Le rapport met en exergue les «  trois années de gel du point d’indice et de réduction continue des enveloppes catégorielles ont conduit à une érosion de la situation des fonctionnaires  », dont «  les salaires nets moyens en euros constants ont baissé  » entre 2010 et 2011. Bien que « le blocage de la valeur du point ne saurait dans la durée tenir lieu de politique salariale » , une «  augmentation de 1% de la valeur du point d’indice représente un coût de 1,8 milliard d’euros pour les trois fonctions publiques, dont près de 800 millions d’euros pour la fonction publique de l’Etat  », a noté le rapporteur.

La question de l’emploi

Le rapport pointe du doigt «  la nécessité de conduire une réflexion prospective sur l’emploi public et la fonction publique  » d’ici quinze jours afin d’obtenir une meilleure gouvernance. Pour le rapporteur, «  un agent est recruté pour plusieurs dizaines d’années.

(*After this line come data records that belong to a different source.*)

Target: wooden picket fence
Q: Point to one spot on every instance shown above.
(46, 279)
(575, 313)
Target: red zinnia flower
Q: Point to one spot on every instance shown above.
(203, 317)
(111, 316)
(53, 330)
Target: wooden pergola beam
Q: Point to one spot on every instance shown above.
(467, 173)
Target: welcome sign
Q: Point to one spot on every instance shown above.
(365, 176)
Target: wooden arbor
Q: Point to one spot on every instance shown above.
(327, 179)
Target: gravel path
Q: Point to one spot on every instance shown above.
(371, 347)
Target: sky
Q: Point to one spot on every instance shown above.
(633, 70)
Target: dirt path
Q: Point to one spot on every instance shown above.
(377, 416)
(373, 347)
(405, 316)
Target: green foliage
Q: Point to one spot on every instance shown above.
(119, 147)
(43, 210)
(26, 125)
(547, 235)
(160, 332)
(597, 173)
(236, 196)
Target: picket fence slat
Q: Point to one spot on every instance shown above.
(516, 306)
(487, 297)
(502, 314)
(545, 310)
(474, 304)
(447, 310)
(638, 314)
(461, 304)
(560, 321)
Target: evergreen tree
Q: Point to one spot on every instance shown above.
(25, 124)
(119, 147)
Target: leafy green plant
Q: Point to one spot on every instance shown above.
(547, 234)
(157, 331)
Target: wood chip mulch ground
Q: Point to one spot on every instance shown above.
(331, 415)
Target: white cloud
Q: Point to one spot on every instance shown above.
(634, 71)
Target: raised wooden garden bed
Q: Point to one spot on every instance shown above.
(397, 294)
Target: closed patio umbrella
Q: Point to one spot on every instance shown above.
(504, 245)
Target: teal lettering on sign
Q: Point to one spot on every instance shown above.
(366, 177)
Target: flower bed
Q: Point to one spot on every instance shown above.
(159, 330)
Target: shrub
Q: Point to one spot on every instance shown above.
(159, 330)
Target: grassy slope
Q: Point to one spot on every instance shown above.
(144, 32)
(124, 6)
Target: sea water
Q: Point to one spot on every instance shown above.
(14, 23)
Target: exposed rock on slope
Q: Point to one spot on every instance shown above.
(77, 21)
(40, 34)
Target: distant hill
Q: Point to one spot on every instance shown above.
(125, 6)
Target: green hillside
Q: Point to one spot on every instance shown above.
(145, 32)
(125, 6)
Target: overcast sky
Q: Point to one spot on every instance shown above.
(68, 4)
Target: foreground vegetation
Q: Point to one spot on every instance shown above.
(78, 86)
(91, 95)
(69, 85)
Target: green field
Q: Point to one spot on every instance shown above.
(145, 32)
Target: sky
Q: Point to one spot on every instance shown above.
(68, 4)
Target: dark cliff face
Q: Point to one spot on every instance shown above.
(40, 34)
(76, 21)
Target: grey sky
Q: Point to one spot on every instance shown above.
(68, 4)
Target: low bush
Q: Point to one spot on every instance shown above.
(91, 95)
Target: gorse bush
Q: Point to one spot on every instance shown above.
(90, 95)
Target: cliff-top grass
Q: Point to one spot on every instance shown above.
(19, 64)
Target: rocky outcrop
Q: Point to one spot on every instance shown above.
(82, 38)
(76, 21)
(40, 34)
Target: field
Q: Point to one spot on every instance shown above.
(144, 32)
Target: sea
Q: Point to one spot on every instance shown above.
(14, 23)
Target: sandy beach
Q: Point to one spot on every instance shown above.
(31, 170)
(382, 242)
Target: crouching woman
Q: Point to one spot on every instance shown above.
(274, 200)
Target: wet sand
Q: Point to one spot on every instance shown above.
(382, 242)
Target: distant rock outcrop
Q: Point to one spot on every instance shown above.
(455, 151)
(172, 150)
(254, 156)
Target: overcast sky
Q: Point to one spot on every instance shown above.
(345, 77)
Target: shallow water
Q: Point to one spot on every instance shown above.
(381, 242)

Entre son entrée dans le service et son départ à la retraite, un fonctionnaire verra nécessairement sa profession évoluer  ».

Pour améliorer la visibilité des postes à pourvoir, le rapport plaide la création d’un « portail internet unique intégrant ou fédérant les portails des bourses existantes, et les complétant pour permettre d’avoir connaissance de tous les emplois publics vacants à chaque instant ; une obligation de déclaration de vacances » des postes, et la création d’une « bourse commune de l’emploi public » .

Concernant le recrutement de contractuels en catégorie A, celui-ci n’est possible « que sous réserve qu’aucun fonctionnaire n’ait pu être recruté ». Bernard Pêcheur préconise donc d’avoir recours à des intérimaires pour des remplacements momentanés d’un agent en congé, vacances temporaires d’un emploi qui ne peut être immédiatement pourvu, accroissement temporaire d’activité ou encore pour des besoins occasionnels ou saisonniers.

En cas de suppression de poste, «  si, dans un délai raisonnable eu égard à la nature de l’emploi supprimé et au grade du fonctionnaire affecté sur cet emploi, l’administration n’est pas en mesure, faute d’emploi disponible, de faire jouer les priorités d’affectation ou de détachement prévus (...), elle propose au fonctionnaire au moins trois emplois vacants correspondant à son grade et l’affecte dans celui de ces emplois que le fonctionnaire choisit  ».

Vis-à-vis de l’évolution des carrières, Bernard Pêcheur souhaite réduire la mobilité des agents, pour cela il faut « relancer la politique de fusion des corps » , entamée en 2005. Il s’agit de réduire le nombre de branches dans les différentes catégories, pour «  créer dans certains cas des commissions administratives paritaires communes et développer les corps interministériels à gestion ministérielle, en en faisant des cadres professionnels interministériels  ».

Enfin, le rapport propose de créer des assises nationales et régionales de réflexion et de débat sur le sens de l’action publique, afin de dégager « une stratégie de long terme pour la fonction publique et le service public » dont l’état est « globalement inquiétant » et « appelle (à) des changements ».

Céline Tabou

La suppression de « toute forme d’indexation »

Le rapport préconise « d’écarter toute forme d’indexation, mais de suivre l’évolution générale du pouvoir d’achat de sorte que les fonctionnaires ne soient ni favorisés ni décrochés par rapport aux salariés du secteur privé ». Ce dernier explique que « les accords signés dans la fonction publique après 1984 marquèrent une rupture à plus d’un titre avec les pratiques anciennes d’indexation des salaires sur les prix ». Car conformément à la politique de désinflation, « les clauses d’indexation furent abandonnées. Les augmentations de salaire seront, à partir de 1985, programmées selon un échéancier annuel fixe, tenant compte des prévisions de prix du Gouvernement et non plus déterminées, comme à la fin des années 70, tous les trois mois, par ajustement sur l’inflation constatée. On notera qu’un premier accord salarial valable pour une période de 2 ans fut, en outre, signé le 12 novembre 1991 ». Ensuite, parce que « si toute référence aux prix ne fut pas abandonnée dans les accords (les clauses de rendez-vous annuels mentionnant une possible prise en compte des évolutions de prix a posteriori), la méthodologie de la négociation reposera désormais sur des mesures en masse (pour les salaires) et en moyenne (pour les prix) ».